ISLAMABAD: The National Assem­bly’s Standing Committee on Economic Affairs Division (EAD) expressed concern on Wednesday over the privatisation of profit-making power distribution companies (Discos) and the financial loss incurred from generating surplus electricity.

The committee, chaired by MNA Muhammad Atif, also reprimanded the National Highway Authority (NHA) for the absence of its chairman and Com­munications Minister Abdul Aleem Khan from the meeting.

The committee examined the proposed privatisation of three power distribution companies of Islamabad, Gujran­wala and Faisalabad — Iesco, Gepco and Fesco — raising concerns over the methodology that exclusively targets Discos with minimal transmission and distribution losses for privatisation.

The power division presented an overview of Pakistan’s current power generation capacity, reporting a total installed capacity of 39,952MW. The energy mix revealed a concerning imbalance, with fossil fuel-based generation accounting for 54 per cent and clean energy sources contributing just 46pc.
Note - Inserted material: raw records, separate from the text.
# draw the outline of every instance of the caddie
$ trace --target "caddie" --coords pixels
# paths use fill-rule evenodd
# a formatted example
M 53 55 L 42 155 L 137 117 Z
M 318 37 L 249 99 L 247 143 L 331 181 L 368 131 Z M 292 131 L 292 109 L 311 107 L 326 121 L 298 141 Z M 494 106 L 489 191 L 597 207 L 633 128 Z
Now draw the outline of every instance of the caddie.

Country relies on fossil fuels for 54pc of power generation needs, lawmakers told

The committee was informed that Pakistan’s power sector is facing a significant surplus of approximately 7,000MW to 8,000MW in electricity generation capacity, placing an extra financial burden on the national exchequer.

Carec project

The National Assembly committee also reprimanded NHA for the absence of its chairman and the communications minister in relation to alleged irregularities in the award of the Rs170 billion Central Asia Regional Economic Cooperation (Carec) Tranche-III project.

The committee’s chairman, Muham­mad Atif, said the panel would not discuss the matter and postponed the issue until the next meeting, demanding the presence of both the officials.

On Tuesday, the NHA failed to provide relevant documents to the Senate Sta­nding Committee on EAD, raising concerns about possible wrongdoing in the award of the Carec Tranche-III project.

Development budgets for provinces

On Wednesday, the NA committee also raised concerns over the budgetary allocations for development projects in Balochistan and Khyber Pakhtunkhwa. It was informed that Balochistan will receive Rs209.6bn, Punjab Rs76.6bn, Sindh Rs145.9bn, and KP Rs30.843bn in the federal budget.

The committee was also informed that the Economic Affairs Division has sought in-principle approval from the federal cabinet for a new legislative framework, the ‘Foreign Contributions (NGOs and NPOs) Regulation Act, 2025’, to address legal gaps in the regulation of foreign donations.